What do the changes in child benefit mean for you?

I’ve read a few posts and a lot of comments on twitter about the governments announcements on the changes to child benefit and I suppose if you’re the sort that still picks up a news paper, you will see it plastered all over the cover for the rest of the week. I thought I’d do a brief summary of the changes and what they mean to me.

There is a freeze on the increase in child benefit for the next three years, so that will affect everyone. In practical terms, the real hit comes in after 5 April 2013.

Currently if you have one child, you get £1,055.60 a year tax free from the Government. For each subsequent child you get an additional £696.80, so a two child household would receive £1,752.40 and a three child family £2,449.20. This is received until they are 16 and continues to 19 if they are in full time education.
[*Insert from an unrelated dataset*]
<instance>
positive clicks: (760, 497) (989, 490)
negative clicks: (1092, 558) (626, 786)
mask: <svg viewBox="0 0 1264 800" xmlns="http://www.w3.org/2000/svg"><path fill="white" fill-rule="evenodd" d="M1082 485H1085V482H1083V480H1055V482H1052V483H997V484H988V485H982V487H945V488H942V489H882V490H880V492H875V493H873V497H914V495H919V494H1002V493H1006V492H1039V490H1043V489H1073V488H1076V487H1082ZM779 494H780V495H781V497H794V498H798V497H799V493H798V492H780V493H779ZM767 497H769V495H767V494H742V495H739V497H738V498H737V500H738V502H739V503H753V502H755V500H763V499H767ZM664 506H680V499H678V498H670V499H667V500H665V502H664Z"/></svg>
The Government has decided to stop child benefit completely for families where one parent is a higher rate tax payer from 5 April 2013.

The current threshold for paying tax at the higher 40% rate is £43,875. If you earn this or less, and your spouse  is in the same position, you could have joint earnings of £87,750 and still get child benefit.

If you earn more than £43,875 but your spouse is for example a SAHM, you will get nothing.

If you earn more than £43,875 but your spouse doesn’t, you will still get nothing.

By 2013 the figure of £43,875 will have changed as future budgets alter the personal allowance and the tax boundaries but as of today it is a good ballpark figure to work with.

How much will it save the government? £1bn a year is the estimate. Is this a good way of saving £1bn a year? Last year The Public Accounts Committee found the Government was losing £1bn a year because the tax credit system wasn’t working properly- it was giving people too much credit. So the question has to be why the government have decided to save £1bn by cutting benefit to children instead of saving £1bn by fixing the appalling state the working family tax credit system is in.

The answer is depressing- it’s easier to cut the child benefit.

The coalition have already said it would be a logitiscal nightmare to calculate household income and picking on households with higher rate tax payers is easier, so I can imagine fixing the tax credit system would be harder.

Easier for them though. Our joint income is around £25,000 off the potential maximum joint income a couple could have and still get child benefit yet from April 5 2013 we will get nothing. Wifey works part time because of the children so gets a pro rated salary accordingly. The situation will be worse for full time SAHMs where their partner is a higher rate tax payer. They could earn as a couple over £40,000 less than a couple that still get child benefit. Crazy.

There is some talk of a married couple allowance being introduced as a sop but this misses the real point. Rather than cutting benefits, the system should be improved to stop waste.

It’s like the water companies urging us all to conserve water by sharing baths when their ageing system of pipes loses a fifth of the water supply.

Like a lot of the so called middle classes we actually use our child benefit to benefit our children. We paid for swimming lessons for our 3 year old last term, and the two of them often go to an art morning on a Friday. They’ve both been to music classes as well. All of this costs money, money which will be tighter from 2013.

There will be some crazy situations to come for people too. Can you imagine telling your boss you’re appreciative of the pay rise offered but actually you don’t want it because you’ll be out of pocket? If you have two kids and get a £2,000 pay rise that takes you over the threshold for losing your child benefit, chances are you’ll be out of pocket thanks to your pay rise. Personally, with two children, I’d need a £3,000 pay rise just to stay where I am once the cuts happen.